Em setembro de 2015, um encontro de especialistas produziu uma diretriz de conduta que recomenda a cirurgia metabólica para o diabetes tipo 2 não controlado clinicamente. Estas diretrizes foram aprovadas por 49 Sociedades Médicas, dentre elas a SBCBM e a Sociedade Brasileira de Diabetes. Sabe-se que um número considerável dos pacientes com diabetes tipo 2, mesmo com o melhor tratamento clínico, não tem sua doença controlada. Estes dados estão publicados na revista da Sociedade Americana de Diabetes (ADA) desde maio de 2016, juntamente com outras importantes comunicações científcas respaldando o papel da cirurgia para o tratamento do diabetes em pacientes com IMC a partir de 30 kg/m2.
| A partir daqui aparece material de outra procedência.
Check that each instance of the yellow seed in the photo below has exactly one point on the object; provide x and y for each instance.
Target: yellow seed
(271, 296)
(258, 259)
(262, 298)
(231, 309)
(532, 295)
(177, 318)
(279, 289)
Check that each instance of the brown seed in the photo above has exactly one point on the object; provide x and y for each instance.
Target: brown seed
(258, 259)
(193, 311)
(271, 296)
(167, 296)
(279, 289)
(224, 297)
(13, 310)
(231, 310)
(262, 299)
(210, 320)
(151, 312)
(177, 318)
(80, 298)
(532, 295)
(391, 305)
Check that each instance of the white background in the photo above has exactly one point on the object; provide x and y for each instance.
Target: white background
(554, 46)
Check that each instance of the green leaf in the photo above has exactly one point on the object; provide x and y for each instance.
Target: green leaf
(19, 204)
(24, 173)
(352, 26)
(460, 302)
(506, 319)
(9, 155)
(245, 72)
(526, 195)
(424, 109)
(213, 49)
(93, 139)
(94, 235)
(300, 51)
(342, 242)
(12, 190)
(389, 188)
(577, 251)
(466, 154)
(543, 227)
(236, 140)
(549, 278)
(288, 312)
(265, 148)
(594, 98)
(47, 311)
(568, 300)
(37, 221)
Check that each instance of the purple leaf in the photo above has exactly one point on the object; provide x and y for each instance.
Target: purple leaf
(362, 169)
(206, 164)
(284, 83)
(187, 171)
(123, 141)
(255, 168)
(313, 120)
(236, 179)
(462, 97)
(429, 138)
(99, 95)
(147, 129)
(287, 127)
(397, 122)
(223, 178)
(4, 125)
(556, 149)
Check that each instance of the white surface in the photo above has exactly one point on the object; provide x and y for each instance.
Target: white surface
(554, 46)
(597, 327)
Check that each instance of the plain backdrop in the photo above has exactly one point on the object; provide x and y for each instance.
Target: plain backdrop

g) A SBCBM, em conjunto com o Colégio Brasileiro de Cirurgiões e Colégio Brasileiro de Cirurgia Digestiva está auxiliando o CFM trazendo evidências científicas para promover o melhor para os pacientes. Afinal, o órgão traz um belo histórico de luta em prol dos interesses da saúde e do bem estar do povo brasileiro, sempre voltado para a adoção de políticas de saúde dignas e competentes, que alcancem a sociedade indiscriminadamente.”
Sbem e Abeso
“Devido à grande repercussão sobre a cirurgia bariátrica realizada no Senador Romário, ex-jogador de futebol, para o tratamento do diabetes tipo 2, a Sociedade Brasileira de Endocrinologia e Metabologia (Sbem) e Associação Brasileira para o Estudo da Obesidade e da Síndrome Metabólica (Abeso) vêm a público reforçar que:
1- Não existem evidências científicas robustas e de longo prazo que comprovem a segurança e eficácia de cirurgia bariátrica no tratamento de diabetes tipo 2 para pacientes com IMC abaixo de 35 kg/m2, considerando quaisquer técnicas cirúrgicas, regulamentadas ou não regulamentadas.
2- A Sbem e a Abeso participam da Câmara Técnica de Cirurgia Bariátrica e Metabólica do Conselho Federal de Medicina (CFM) e lançaram, no ano passado, um Posicionamento Oficial em conjunto com Sociedade Brasileira de Diabetes (SBD) sobre o tema.”